Despite the tremendous affordability, flexibility, accessibility, and portability of mobile handheld devices, interacting with them has not always been effective and pleasant, which often suffers from a variety of significant usability problems attributable to their inherent physical constraints, such as small screen size, restricted interaction mechanisms, and low memory space. In particular, the physical or soft keypads of those devices are considerably small, clumsy to interact with, and error prone. Even with the latest touch-sensitive screens of cell phones such as Apple’s iPhones and HTC’s Android phones, the interaction through a soft keyboard remains a challenge. Users have to frequently zoom in or out in order to resize the content and to switch from one application to another, which increases users’ cognitive load, especially when users are on the move. In addition, users’ ability to interact with devices by hand could be severely hampered in situations when users have one or both hands occupied by something else, or are physically impaired with hand or vision problems. As a result, developing alternative user-friendly interaction mechanisms for handheld devices is essential.

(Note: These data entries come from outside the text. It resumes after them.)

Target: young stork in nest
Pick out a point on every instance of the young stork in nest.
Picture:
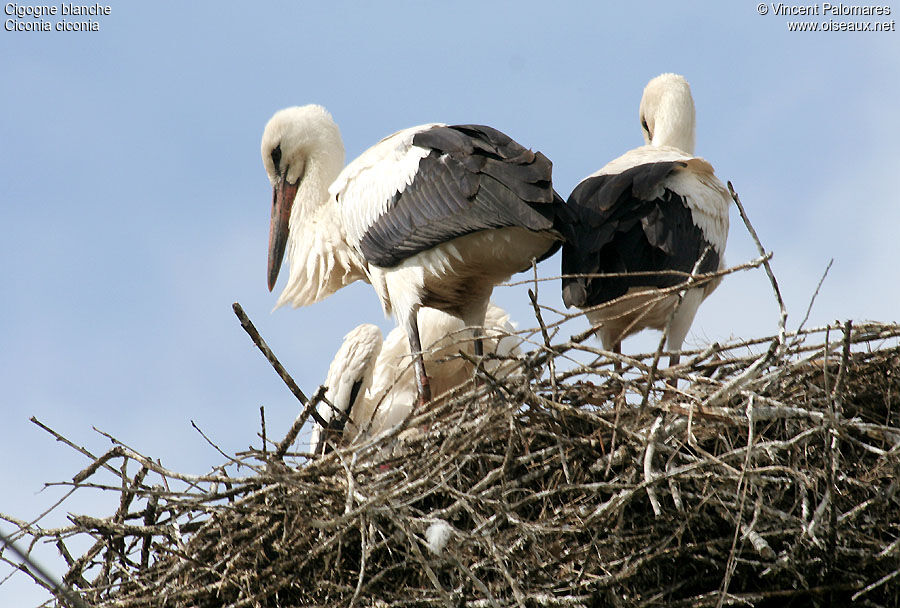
(655, 208)
(370, 382)
(432, 216)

One natural way to solve or alleviate the problem of interaction with a handheld device is to enable speech input. Empowered by automatic speech recognition (ASR) technology, speech input can be much faster and easier than manual input/interaction through buttons, stylus, and keyboards. Speech is a natural skill of human beings. Speech input does not require much attention or direct observation to use a device; it can reduce or even completely eliminate the need for hand use during interaction, making mobile devices much more accessible. In particular, speech recognition technology for mobile handheld devices (MASR) could fundamentally help users who are physically challenged or visually impaired interact with those devices.

In the past decade, there has been an increasing amount of research efforts toward developing MASR solutions (e.g., PocketSphinx) and applications. Some latest cell phones such as iPhone 4, Nexus One Smartphone, and Samsung Galaxy S III smartphone are equipped with speech recognition technology. In the meantime, this research field is still in its infancy. The growth of research interest is also accompanied by the increasing awareness of the actual intricacies of MASR, which often involves large vocabularies and complex processing. MASR not only inherits the challenges in recognizing natural speech from ASR systems on desktop computers, such as co-occurring ambient noise, continuous utterance, diversity in individual speakers' pronunciation, and out-of-vocabulary words (Zhou et al., 2006), but also faces significant resource barriers caused by the unique constraints of handheld devices and wireless networks. In addition, the often noisy environment could also pose challenges to the performance of speech recognition. This raises a key question about whether or not the ultimate goals of achieving full-fledged automatic speech recognition on mobile handheld devices can be truly achieved.